Accurate and consistent fetal biometric measurement is essential for assessing fetal growth and gestational age in prenatal care. However, ultrasound (US) imaging presents several challenges, including speckle noise, shadowing artifacts, and low tissue contrast, which often degrade segmentation accuracy. Classical watershed algorithms, though effective for edge detection, tend to produce over-segmentation in such complex textures. The dataset used in this study consisted of 272 ultrasound images of patients from M. Djamil Hospital, Padang, West Sumatra. The dataset covers various phases of fetal development, from the first trimester to the third trimester. All images correspond exclusively to fetal ultrasound examinations and were used solely for automated fetal biometric analysis. To overcome these issues, this study introduced an Adaptive Marker-Controlled Watershed (AMCW) algorithm combined with Voxel Quantification (VQ) to achieve more reliable and automated fetal measurements. The proposed AMCW method integrates adaptive marker generation based on morphological gradient and local intensity statistics, enabling dynamic control of internal and external markers across varying fetal regions.
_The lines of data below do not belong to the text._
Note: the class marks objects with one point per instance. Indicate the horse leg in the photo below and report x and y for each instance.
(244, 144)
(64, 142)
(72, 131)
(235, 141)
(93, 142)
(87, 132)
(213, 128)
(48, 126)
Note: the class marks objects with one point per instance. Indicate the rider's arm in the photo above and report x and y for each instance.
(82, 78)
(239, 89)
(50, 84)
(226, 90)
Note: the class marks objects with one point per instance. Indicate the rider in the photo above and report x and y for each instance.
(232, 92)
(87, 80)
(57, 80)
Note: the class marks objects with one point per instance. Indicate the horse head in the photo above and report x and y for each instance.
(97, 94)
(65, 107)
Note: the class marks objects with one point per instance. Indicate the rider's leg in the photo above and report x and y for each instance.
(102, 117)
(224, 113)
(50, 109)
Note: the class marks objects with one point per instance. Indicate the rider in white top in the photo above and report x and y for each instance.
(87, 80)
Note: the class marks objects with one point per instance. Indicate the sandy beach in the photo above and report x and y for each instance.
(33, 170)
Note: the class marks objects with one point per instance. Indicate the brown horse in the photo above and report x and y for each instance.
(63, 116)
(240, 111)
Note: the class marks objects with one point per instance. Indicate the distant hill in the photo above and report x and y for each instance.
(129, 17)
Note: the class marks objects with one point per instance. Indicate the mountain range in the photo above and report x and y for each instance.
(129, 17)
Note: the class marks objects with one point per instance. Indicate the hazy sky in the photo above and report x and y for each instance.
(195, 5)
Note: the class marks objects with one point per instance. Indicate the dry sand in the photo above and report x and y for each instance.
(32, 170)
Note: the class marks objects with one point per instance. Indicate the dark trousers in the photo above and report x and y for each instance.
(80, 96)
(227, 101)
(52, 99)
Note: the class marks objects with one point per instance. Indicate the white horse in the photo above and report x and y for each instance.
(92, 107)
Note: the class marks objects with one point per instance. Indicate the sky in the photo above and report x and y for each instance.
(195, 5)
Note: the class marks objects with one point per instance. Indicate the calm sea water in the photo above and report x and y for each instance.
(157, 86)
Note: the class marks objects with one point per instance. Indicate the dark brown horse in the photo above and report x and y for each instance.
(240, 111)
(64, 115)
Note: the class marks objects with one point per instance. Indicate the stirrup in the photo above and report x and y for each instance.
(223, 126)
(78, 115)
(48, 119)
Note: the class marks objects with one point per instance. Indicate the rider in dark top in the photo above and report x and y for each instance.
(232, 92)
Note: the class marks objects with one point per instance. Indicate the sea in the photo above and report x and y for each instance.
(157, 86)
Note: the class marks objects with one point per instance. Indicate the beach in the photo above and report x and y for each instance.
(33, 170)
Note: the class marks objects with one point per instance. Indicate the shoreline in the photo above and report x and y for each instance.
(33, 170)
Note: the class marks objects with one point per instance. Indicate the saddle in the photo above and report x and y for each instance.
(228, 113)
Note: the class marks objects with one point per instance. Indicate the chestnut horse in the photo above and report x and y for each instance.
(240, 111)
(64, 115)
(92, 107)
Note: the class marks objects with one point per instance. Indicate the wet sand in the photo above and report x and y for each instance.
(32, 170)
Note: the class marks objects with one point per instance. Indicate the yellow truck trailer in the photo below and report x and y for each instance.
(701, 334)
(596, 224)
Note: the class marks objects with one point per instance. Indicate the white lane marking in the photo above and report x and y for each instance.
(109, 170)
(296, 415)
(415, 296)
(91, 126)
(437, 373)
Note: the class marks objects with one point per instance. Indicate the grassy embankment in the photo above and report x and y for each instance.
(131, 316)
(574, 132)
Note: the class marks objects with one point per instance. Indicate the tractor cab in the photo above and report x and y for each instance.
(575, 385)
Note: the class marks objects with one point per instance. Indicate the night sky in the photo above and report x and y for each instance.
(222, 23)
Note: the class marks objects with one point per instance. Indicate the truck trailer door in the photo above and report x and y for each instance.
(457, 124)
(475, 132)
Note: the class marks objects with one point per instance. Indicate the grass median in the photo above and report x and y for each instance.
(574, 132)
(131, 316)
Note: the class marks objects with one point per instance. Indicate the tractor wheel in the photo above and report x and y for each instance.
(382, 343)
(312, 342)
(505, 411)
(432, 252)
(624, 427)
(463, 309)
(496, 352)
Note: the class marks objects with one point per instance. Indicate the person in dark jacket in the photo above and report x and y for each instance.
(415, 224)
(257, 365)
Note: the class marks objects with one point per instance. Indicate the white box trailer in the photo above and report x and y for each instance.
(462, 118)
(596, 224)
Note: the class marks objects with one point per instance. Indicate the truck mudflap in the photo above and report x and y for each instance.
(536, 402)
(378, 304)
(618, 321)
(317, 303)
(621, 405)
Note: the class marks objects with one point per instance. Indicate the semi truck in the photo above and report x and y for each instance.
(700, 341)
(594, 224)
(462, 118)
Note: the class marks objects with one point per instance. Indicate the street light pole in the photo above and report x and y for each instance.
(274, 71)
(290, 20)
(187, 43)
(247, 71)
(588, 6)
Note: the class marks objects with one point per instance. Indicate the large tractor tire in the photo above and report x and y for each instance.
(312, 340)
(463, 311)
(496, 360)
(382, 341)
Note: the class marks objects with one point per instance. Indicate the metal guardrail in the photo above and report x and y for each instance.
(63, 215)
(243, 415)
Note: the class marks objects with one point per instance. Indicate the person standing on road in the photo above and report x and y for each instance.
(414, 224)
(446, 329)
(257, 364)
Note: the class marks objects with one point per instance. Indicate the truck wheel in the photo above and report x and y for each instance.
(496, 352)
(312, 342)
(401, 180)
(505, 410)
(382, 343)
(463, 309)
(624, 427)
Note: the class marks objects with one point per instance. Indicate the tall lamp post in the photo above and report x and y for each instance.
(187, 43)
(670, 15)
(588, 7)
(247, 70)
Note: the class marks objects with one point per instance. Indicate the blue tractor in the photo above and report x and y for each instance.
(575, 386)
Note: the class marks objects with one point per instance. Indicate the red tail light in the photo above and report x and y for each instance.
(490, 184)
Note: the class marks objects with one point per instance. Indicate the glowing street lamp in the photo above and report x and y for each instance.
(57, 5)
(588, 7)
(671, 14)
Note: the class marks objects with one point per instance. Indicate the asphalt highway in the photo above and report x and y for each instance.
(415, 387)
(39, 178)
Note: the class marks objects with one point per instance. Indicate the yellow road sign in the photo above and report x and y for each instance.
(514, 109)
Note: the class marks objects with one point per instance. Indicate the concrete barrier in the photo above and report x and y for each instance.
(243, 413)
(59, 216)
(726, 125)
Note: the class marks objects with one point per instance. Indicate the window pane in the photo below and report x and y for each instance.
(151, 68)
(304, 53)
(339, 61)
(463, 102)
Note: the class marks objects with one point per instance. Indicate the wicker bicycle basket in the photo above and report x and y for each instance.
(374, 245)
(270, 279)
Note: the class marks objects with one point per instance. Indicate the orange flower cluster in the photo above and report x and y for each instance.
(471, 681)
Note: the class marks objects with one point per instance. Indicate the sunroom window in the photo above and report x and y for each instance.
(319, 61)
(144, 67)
After segmentation, spatially calibrated pixel-based quantification was employed to estimate the dimensional properties of segmented fetal structures. The method was applied exclusively to 2D B-mode ultrasound datasets across multiple gestational ages, targeting four key fetal parameters: Biparietal Diameter (BPD), Head Circumference (HC), Abdominal Circumference (AC), and Femur Length (FL). Although the present study is limited to 2D ultrasound images, the proposed framework may be extendable to 3D ultrasound data in future research. The combination of adaptive marker-controlled watershed segmentation and voxel-based quantification presents a robust, interpretable, and computationally efficient framework for automated fetal measurement. The CNN achieved a classification accuracy of 98.75% on the independent testing dataset, indicating that the extracted biometric features contain strong discriminative information for automated fetal condition assessment. This hybrid approach minimizes operator dependency and measurement variability aligning with clinical measurement trends.